Se ha aludido al interés de Piñera por encabezar un gobierno de unidad nacional y de grandes acuerdos, lo que se justifica en contextos específicos y excepcionales. Lo razonable, lo habitual, en democracia, es que la unidad nacional se da sobre la base de la aceptación de las diferencias, de su expresión franca, a veces apasionada. La existencia de discrepancias es consustancial a una sociedad viva, dinámica, que aspira a más. La unidad nacional solo tiene sentido en este marco; en caso contrario supone sojuzgamiento de unos por otros. Por ello, en una sucesión democrática normal, sin crisis de por medio, ni económica ni política, hacer mención a un gobierno de unidad nacional pareciera tener un cierto sabor a marketing, a alpiste para los pajaritos.
Pocos pueden afirmar que el país se encuentra en crisis, particularmente cuando se cuenta con un gobierno encabezado por una presidenta con una popularidad por sobre el 80%. Es un país en vías de una consolidación democrática, tanto en un sentido político como económico. Los sucesivos encuentros entre los actuales ministros y los futuros, están dando cuenta de la transparencia con que se está efectuando un traspaso de conocimientos y experiencias. Traspaso que la oposición actual, ni en el mejor de sus sueños, nunca se imaginó al tenor de las persistentes críticas que efectuara en el curso de los últimos años, centradas en el afán de perpetuación de la Concertación en el poder ejecutivo.
Un gobierno de unidad nacional no se logra sobre la base de conversar con individuos del otro lado.
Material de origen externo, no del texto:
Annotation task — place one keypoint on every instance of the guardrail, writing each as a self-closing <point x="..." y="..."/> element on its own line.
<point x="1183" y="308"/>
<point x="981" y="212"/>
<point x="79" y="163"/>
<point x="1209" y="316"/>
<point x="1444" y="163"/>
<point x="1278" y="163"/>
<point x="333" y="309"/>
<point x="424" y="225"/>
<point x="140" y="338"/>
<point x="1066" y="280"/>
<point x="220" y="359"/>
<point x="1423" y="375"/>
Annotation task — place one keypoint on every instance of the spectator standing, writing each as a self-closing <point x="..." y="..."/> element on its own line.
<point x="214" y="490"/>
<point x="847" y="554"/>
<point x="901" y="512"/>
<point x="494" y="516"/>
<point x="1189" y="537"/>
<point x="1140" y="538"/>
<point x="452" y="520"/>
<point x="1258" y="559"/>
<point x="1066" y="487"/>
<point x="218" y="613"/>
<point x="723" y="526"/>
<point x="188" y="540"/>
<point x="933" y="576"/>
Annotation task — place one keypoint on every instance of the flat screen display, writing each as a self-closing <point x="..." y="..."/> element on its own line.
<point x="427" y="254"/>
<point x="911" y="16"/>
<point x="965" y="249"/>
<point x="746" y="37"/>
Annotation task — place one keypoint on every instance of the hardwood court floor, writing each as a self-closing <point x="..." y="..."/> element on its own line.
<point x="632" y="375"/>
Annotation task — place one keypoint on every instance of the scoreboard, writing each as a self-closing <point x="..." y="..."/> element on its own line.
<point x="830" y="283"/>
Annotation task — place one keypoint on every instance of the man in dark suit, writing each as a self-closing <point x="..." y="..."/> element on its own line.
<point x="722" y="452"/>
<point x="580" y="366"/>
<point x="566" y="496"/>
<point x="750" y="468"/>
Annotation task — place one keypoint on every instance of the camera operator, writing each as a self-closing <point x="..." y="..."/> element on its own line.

En democracia se asume que existe una institucionalidad política que respetar donde los partidos políticos representan las distintas corrientes de pensamiento a las cuales adhiere la ciudadanía. Los partidos no se fortalecen ninguneándolos, por el contrario, se les debilita, y al hacerlo, sin querer queriendo, se promueven caudillismos, populismos, salidas de madre que nadie en su sano juicio desea. Si se es independiente, se tiene total libertad para acceder a una invitación para colaborar con un gobierno sobre la base de compartir su ideario. Distinto es el caso si se es militante de un partido que la ciudadanía ha resuelto colocar en la oposición, en cuyo caso si se le llama a colaborar, lo que corresponde es derivar la invitación a las instancias partidarias correspondientes.
Lo mismo vale en la relación del gobierno con la coalición que lo sustenta. Conformar un gabinete a espaldas de los partidos que lo auparon, no es ganar independencia, sino que asegurarse su propio fracaso. En democracia los partidos políticos no solo posibilitan alcanzar la presidencia, sino que también la gobernabilidad y estabilidad.
El presidente electo está equivocando su relación no solo con la oposición, sino que con los partidos que lo respaldaron, al relacionarse directamente con algunos de sus militantes en desmedro de sus directivas, salvo que su intención sea destruir a los partidos.
Desafortunadamente el exacerbado presidencialismo que caracteriza al régimen político chileno invita a caer en tentaciones como las que estamos viviendo en estos días. Se trata de una característica que con Pinochet alcanzó su máxima expresión, pero que no deja de atraer, particularmente cuando es la derecha la que asume la presidencia.
No nos olvidemos que Piñera es un empresario especulador. Sus instintos lo llevarán a optar por lo que le beneficie a corto plazo. Y tratará de disminuir su riesgo a largo plazo rodeándose de un grupo reducido de hombres de confianza. Yo creo que va quedar como payaso. Pero ya logró lo que él quería. En cuatro años agarra la pelota y se va.